Risk is a Four Letter Word
We trade freedom not for safety, but for the illusion of safety. Illusion, because: you can’t eliminate risk. - Packy McCormick
Capital Thinking • Issue #1183 • View online
What if we’re thinking about risk backwards?
Over the weekend, a paper in The Journal of Pediatrics titled, Decline in Independent Activity as a Cause of Decline in Children’s Mental Well-being: Summary of the Evidence swept the internet.
The authors’ argue that “a primary cause of the rise in mental disorders is a decline over decades in opportunities for children and teens to play, roam, and engage in other activities independent of direct oversight and control by adults.”
Riskophilia
Not Boring by Packy McCormick:
Right on the first page, they write (emphasis mine):
Over time, however, beginning in the 1960s and accelerating in the 1980s, the implicit understanding shifted from that of children as competent, responsible, and resilient to the opposite, as advice focused increasingly on children’s needs for supervision and protection. Rutherford noted, as have other reviewers, that in some respects—such as freedom to choose what they wear or eat—children have gained autonomy over the decades. What has declined specifically is children’s freedom to engage in activities that involve some degree of risk and personal responsibility away from adults.
My thesis is that it’s not just the kids.
Replace “children” with “people” and the paragraph works just as well!

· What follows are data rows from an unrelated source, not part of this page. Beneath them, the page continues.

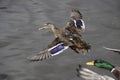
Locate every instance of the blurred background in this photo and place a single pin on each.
(20, 37)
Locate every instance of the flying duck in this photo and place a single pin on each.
(63, 40)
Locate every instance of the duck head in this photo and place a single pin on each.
(46, 26)
(101, 64)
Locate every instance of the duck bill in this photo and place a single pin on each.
(41, 28)
(90, 63)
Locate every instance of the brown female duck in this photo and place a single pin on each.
(63, 40)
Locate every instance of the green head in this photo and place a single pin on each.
(101, 64)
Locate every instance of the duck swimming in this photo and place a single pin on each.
(88, 74)
(106, 65)
(63, 40)
(76, 19)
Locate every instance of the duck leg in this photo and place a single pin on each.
(74, 48)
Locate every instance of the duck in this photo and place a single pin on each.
(88, 74)
(112, 49)
(105, 65)
(76, 20)
(63, 40)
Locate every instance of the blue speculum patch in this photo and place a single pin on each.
(79, 23)
(57, 48)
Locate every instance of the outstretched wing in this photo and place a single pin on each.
(51, 51)
(111, 49)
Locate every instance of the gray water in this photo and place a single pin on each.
(20, 37)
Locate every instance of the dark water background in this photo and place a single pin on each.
(20, 38)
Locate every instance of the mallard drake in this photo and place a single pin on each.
(76, 19)
(106, 65)
(88, 74)
(63, 40)
(111, 49)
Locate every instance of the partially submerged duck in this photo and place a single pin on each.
(106, 65)
(63, 40)
(88, 74)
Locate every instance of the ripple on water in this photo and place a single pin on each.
(4, 44)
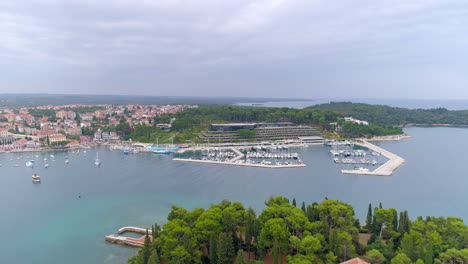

Over the same time period, beginning in the 1960s and accelerating in the 1980s, the implicit understanding shifted from that of Americans as competent, responsible, and resilient to the opposite, as advice focused increasingly on Americans’ needs for supervision and protection.
As a quick pulse check, I asked ChatGPT to give me a rough estimate of America’s attitude towards risk every decade since our founding:
This is an admittedly unscientific approach, but I found it interesting. ChatGPT has no horse in this race, and the dropoff from the 1960s to the 1970s lines up with the child-raising paper and the rise in regulation. Something changed in the 1970s (cue: wtfhappenedin1971?).
If you deconstruct the larger trendline into two – one from the 1770s - 1960s and the other from the 1960s - 2020s – that change jumps off the page.
We stopped embracing risk and started trying to eliminate it. We went from riskophilia to riskophobia.
The 1970s are a fascinating decade for people who think about progress. Tyler Cowen calls the period since 1971 The Great Stagnation, a half-century slowdown in productivity and innovation. In WTF Happened in 2023?!, I wrote that about that year, “You might have picked up a shift from optimism to pessimism, which trickled into policies, corporate decisions, and then, years later, into the data.”
"Whether we’re talking about parenting or regulation, the idea that you can is comforting. It provides a sense of control. Everyone wants their kids to be safe. But risks don’t operate in a vacuum. By trying to limit known but potentially small risks, you open yourself up to bigger but less legible risks elsewhere.
It’s like squeezing a water balloon. Push on one side, the water moves to the other. Push too hard, and the balloon explodes."